NIDDK IBD Genetics Consortium Ulcerative Colitis Genome-Wide Association Study

This dataset contains data for 1,028 white, non-Hispanic, European ancestry individuals with ulcerative colitis who were included in a genome-wide association study published by Silverberg et al. (2009). These individuals were ascertained in North America and selected to have either left-sided or extensive disease (i.e., individuals with proctitis only were excluded).

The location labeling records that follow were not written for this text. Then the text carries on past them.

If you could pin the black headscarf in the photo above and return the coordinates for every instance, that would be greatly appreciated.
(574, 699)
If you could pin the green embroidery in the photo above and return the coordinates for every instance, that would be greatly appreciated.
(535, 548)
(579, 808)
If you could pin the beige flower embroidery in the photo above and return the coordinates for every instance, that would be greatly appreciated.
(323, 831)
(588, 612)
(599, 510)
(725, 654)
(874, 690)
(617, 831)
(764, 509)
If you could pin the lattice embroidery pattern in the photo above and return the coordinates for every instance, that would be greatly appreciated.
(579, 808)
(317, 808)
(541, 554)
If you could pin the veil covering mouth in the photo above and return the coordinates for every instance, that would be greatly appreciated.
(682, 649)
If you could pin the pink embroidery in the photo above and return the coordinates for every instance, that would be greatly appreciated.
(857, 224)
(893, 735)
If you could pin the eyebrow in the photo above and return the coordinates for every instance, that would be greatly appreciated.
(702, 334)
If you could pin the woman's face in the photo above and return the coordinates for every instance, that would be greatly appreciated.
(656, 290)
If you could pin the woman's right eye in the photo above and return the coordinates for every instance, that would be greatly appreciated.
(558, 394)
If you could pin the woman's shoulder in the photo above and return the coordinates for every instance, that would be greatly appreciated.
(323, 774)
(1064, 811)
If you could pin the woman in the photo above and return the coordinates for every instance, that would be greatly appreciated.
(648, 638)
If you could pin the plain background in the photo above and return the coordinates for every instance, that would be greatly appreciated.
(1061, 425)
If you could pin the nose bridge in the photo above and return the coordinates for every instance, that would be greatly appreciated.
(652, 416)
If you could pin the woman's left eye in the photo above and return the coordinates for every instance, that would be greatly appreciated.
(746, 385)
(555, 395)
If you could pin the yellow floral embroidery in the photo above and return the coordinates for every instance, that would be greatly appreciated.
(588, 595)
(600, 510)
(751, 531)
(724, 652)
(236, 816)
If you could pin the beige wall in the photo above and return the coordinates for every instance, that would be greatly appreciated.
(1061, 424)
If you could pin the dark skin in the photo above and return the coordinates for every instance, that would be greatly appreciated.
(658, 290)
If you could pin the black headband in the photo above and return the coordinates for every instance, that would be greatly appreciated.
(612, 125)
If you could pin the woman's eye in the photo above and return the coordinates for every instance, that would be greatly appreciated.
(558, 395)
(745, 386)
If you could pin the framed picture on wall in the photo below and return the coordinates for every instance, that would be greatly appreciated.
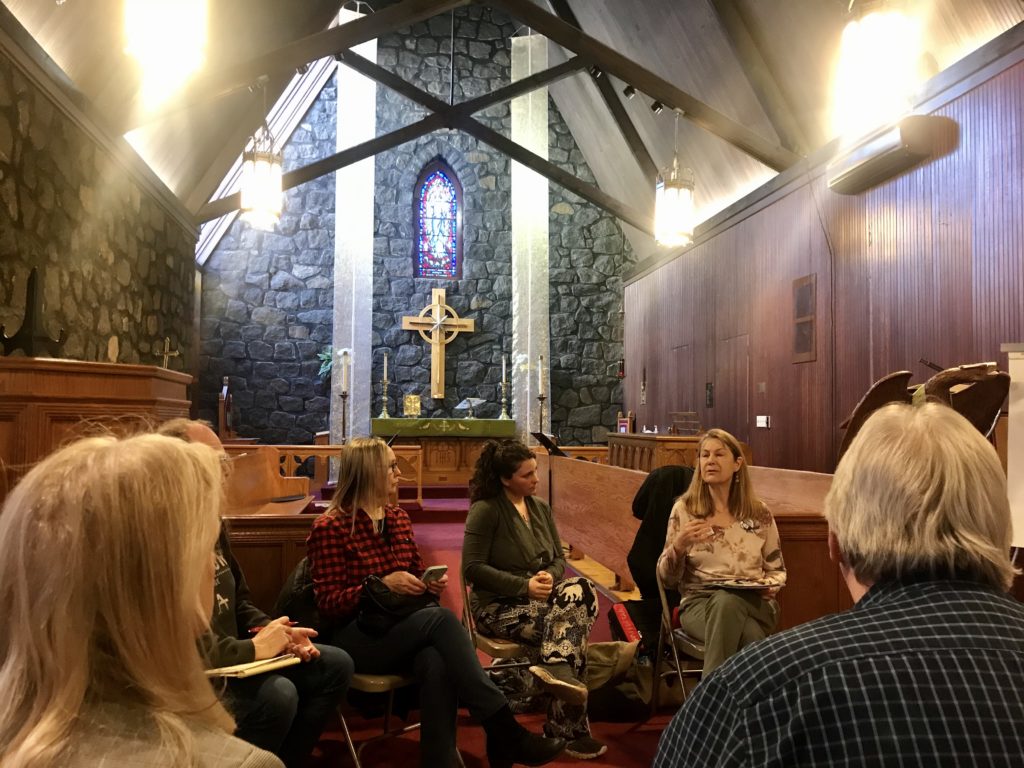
(804, 318)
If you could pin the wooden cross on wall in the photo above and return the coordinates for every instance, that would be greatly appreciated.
(438, 325)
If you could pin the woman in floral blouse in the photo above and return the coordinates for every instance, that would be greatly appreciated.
(722, 553)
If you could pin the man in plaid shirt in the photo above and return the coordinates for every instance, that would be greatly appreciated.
(928, 667)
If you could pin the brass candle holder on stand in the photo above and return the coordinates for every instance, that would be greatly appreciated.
(505, 399)
(384, 413)
(344, 416)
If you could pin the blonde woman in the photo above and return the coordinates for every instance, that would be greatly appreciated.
(722, 553)
(107, 571)
(364, 535)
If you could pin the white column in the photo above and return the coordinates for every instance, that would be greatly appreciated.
(529, 243)
(353, 243)
(1015, 441)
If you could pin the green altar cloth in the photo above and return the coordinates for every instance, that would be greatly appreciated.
(442, 427)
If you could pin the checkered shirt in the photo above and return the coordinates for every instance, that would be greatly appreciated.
(916, 674)
(340, 559)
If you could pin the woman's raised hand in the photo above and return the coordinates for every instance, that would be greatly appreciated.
(540, 586)
(403, 583)
(272, 639)
(692, 532)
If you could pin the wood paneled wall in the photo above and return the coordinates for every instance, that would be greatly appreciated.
(928, 264)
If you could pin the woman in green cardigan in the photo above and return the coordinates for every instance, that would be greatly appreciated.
(512, 556)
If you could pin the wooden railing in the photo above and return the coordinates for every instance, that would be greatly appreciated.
(290, 458)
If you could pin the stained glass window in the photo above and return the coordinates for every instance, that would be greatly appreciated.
(438, 223)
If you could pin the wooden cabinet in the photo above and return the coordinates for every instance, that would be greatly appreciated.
(43, 401)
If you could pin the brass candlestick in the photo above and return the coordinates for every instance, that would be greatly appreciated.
(384, 413)
(344, 416)
(505, 399)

Genotyping was performed using the Illumina HumanHap300v2 (n = 540) and HumanHap550v3 (n = 488) Genotyping BeadChips at the Feinstein Institute for Medical Research. Control data (not included) were obtained from the NIDDK IBD Genetics Consortium's Crohn's Disease GWAS (available from dbGaP) and from studies 64 and 65 deposited in the Illumina iControlDB.

Seven hundred eighty individuals in this dataset were taken from the NIDDK IBD Genetics Consortium cell line repository ( These individuals are identified in the file dbGaP_SubjectDS.txt. The subject IDs for these individuals may be used to request corresponding samples for follow-up research through the repository. In addition, complete phenotype data for these individuals are included, collected using the Consortium's forms and phenotyping manual (both included). The remaining 248 individuals were identified from pre-existing collections ascertained by members of the Consortium or their collaborators. For these samples, several of the items in the phenotype file are incomplete.

Those who wish to replicate the results in Silverberg et al. should note that 6 individuals with missing genotype rates > 0.07 were excluded from that analysis (leaving 1,022 affected samples total). In addition, the minor allele frequencies (MAFs) reported in the publication were calculated using only those individuals who were included in the allelic association tests (n = 977 for SNPs included in the HumanHap300 and n = 476 for SNPs included only in the HumanHap550). These tests were performed using conditional logistic regression on gender-ancestry strata; individuals who were not placed in a stratum (using the procedure described in the supplementary information for Silverberg et al.) were excluded. The indicator variables hh300 and hh550 in the file dbGaP_PhenotypeDS.txt identify the samples included in the allelic association tests, and may be used to replicate the published MAFs among affected individuals.